Kafama atılmak için çıkan, üç tane terlik tekini  görünce arkama bile bakmadan koşarak aşağı inmeye başladım. Apartmandan dışarı çıktığımda, yüzüme çarpan soğuk bahar havası içimi ürperttiği için üstümdeki hırkanın önünü çekiştirdim. Ayaklarımın üşüdüğünü hissettiğimde başımı eğip terliklerime baktım. Nereye gittiğimi bilmiyordum ama bakkala uğrayıp bitter çikolata almalıydım. Sinirim başka türlü geçmezdi çünkü. Üşüdüğüm için adımlarımı hızlandırmaya başladım.

"Özrünüzü kabul ediyorum, Müberra Hanım." Şaşkınlıkla başımı çevirip sesin sahibine baktım. Kaan, ne ara apartmandan çıkıp bana yetişmişti ki? Aniden durduğumda, o da hemen yanımda durdu. Soğuktan kuruyan dudaklarımı ıslattım ve başımı kaldırıp gözlerine baktım. "Bir daha bana Müberra dersen..." İşaret parmağımı alnının sağlam olan yerine bastırdım. "Sağlam kalan tarafı da diğer terliğimle yararım, sarı kafa!"

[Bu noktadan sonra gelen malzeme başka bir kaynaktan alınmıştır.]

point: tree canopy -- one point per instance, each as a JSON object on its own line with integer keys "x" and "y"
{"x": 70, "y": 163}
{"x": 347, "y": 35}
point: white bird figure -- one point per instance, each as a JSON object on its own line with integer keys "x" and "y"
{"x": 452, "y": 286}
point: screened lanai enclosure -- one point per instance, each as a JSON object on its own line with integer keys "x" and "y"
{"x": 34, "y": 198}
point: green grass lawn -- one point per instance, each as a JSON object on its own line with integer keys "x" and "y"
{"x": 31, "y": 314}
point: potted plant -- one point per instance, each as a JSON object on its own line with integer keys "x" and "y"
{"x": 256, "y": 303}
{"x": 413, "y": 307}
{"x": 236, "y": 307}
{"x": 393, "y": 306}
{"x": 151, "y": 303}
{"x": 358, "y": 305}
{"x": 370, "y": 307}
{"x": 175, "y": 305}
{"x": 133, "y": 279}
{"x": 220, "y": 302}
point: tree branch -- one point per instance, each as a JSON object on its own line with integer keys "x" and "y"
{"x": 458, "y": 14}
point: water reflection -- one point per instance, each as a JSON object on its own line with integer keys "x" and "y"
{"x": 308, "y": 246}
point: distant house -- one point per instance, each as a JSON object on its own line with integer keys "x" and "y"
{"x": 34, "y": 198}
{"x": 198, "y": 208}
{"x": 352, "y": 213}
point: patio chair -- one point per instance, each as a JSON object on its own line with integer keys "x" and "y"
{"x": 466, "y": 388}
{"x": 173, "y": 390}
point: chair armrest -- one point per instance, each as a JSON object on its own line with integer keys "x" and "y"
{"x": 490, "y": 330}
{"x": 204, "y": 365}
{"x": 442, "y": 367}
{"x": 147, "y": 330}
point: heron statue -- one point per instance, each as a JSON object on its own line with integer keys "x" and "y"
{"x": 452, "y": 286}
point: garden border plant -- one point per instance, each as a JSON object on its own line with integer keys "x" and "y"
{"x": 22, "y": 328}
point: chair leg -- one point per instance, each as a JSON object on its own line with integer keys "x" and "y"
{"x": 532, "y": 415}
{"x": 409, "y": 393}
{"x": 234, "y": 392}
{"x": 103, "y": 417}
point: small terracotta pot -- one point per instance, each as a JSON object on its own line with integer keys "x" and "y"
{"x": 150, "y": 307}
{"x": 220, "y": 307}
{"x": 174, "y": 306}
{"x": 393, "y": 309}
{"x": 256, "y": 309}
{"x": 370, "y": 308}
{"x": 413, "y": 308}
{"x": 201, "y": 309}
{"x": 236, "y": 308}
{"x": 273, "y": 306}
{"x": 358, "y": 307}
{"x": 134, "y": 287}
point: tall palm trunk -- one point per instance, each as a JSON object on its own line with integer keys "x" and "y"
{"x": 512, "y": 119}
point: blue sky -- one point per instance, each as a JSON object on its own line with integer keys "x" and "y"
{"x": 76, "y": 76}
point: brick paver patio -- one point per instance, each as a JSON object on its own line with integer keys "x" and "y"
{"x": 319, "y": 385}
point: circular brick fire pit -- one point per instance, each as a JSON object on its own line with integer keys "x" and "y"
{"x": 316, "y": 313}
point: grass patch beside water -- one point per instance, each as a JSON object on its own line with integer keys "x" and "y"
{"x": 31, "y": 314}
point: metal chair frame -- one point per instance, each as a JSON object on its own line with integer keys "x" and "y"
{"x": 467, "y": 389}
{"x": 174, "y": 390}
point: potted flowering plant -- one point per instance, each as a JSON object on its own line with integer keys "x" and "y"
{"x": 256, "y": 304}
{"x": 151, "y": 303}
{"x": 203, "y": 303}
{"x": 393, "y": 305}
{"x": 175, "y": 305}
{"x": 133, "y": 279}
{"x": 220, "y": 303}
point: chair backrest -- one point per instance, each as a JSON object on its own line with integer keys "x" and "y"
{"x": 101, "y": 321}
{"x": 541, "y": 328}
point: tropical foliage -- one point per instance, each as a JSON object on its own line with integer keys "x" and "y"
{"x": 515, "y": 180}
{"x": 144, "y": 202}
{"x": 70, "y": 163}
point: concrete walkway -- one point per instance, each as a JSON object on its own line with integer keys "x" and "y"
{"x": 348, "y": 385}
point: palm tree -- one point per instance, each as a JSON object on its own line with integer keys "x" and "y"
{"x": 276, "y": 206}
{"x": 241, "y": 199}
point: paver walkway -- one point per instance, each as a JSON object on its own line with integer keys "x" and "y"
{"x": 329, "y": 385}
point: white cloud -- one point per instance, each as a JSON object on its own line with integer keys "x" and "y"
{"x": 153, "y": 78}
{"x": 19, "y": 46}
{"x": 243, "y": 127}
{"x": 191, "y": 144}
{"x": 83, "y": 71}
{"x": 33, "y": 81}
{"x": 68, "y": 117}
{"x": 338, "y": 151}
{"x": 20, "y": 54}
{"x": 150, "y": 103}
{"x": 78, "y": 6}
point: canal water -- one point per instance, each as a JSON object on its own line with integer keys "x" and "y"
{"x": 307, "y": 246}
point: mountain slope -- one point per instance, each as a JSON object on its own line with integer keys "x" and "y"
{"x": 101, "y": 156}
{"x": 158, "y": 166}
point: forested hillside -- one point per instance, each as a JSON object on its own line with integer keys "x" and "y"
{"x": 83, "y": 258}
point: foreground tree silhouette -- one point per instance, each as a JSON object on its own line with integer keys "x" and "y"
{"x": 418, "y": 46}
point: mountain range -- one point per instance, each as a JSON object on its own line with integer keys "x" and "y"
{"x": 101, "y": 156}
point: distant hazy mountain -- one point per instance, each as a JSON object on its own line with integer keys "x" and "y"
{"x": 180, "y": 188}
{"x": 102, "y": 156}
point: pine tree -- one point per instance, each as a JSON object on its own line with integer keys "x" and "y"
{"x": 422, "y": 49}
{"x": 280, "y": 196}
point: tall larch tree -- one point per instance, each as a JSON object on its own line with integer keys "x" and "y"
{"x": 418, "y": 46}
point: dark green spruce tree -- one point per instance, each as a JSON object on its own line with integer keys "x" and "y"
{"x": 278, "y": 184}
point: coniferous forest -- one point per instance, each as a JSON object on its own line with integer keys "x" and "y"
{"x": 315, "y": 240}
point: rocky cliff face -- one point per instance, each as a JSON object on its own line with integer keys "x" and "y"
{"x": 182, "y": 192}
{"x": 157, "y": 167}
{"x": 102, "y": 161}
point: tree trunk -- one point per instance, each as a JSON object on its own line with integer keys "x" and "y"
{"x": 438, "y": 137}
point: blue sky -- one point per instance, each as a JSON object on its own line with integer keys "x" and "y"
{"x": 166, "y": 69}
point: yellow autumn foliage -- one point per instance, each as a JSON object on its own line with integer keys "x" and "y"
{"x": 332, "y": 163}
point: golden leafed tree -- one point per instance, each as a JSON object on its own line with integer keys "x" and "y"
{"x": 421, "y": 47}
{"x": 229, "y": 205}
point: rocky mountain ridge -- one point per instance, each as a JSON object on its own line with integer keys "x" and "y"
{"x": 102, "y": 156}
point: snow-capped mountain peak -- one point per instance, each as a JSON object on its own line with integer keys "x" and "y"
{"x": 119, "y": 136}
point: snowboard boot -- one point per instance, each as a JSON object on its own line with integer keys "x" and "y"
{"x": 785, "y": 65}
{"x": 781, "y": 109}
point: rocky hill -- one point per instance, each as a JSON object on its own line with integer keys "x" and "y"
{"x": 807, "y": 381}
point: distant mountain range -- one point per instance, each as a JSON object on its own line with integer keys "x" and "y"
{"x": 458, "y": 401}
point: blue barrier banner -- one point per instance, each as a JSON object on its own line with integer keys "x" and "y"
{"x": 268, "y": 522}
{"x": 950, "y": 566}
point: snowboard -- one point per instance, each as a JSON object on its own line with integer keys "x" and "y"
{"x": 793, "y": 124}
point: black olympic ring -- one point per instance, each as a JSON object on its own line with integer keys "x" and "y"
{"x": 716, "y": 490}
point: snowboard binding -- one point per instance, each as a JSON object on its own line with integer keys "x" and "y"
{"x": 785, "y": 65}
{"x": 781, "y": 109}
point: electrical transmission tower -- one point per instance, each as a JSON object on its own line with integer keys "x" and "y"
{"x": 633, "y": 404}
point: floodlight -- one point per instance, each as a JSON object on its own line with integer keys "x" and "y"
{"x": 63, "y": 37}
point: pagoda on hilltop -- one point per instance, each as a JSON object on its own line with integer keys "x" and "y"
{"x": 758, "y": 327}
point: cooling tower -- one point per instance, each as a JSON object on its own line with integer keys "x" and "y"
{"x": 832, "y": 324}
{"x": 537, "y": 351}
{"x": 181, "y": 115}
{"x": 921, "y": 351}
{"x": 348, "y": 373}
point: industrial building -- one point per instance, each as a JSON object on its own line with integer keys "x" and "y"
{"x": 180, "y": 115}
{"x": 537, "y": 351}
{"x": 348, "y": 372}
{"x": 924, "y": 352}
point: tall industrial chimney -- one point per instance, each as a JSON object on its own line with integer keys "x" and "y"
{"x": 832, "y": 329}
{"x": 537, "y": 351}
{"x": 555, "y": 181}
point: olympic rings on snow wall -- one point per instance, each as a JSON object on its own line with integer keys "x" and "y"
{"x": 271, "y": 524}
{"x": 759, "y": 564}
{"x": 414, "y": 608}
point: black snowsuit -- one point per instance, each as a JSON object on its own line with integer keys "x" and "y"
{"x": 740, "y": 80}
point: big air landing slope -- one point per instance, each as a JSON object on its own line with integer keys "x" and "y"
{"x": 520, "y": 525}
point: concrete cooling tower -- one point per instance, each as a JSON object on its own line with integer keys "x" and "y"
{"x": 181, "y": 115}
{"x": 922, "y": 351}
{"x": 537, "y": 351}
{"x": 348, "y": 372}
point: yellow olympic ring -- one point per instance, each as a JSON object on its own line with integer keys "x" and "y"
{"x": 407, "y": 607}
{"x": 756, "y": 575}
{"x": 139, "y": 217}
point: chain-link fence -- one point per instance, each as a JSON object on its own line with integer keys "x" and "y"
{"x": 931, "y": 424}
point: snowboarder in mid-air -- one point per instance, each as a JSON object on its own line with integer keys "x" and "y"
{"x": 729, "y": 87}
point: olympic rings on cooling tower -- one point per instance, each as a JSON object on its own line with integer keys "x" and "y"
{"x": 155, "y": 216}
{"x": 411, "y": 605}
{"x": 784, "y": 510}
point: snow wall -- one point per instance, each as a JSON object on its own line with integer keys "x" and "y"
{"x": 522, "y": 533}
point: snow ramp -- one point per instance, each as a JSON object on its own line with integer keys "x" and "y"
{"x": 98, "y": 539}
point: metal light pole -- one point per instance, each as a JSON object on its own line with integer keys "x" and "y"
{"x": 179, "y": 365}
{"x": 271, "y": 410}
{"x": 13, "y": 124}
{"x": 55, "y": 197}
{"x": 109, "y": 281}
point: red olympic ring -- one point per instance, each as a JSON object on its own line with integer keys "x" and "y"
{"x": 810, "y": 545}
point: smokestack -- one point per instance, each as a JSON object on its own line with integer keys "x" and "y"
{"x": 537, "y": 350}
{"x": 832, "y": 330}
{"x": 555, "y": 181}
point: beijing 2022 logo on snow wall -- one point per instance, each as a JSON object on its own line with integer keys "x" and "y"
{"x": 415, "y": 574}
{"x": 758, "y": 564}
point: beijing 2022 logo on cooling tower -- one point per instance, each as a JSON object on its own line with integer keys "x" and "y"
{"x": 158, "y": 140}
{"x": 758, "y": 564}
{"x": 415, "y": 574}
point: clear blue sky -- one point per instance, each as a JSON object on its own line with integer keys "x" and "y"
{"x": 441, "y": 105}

Bir şey söylemesine fırsat vermeden hızlı adımlarla bakkala doğru yürümeye başladım. Arkamdan bağırsa da dönüp bakmadım. "O zaman özrünü bu kadar çabuk kabul etmem, Minel!"  Ben bakkaldan koli koli bitter çikolata da alsam, hayatıma yeni giren bu yabancıyla, kolay kolay sakinleşecek gibi durmuyordum. Sanki hayatım o kadar kolaymış gibi, bir de bu yabancı çıkmıştı başıma. Hiç sanmıyorum ama kolay gelsin, Minel Özkaya. Hayırlı başarılar.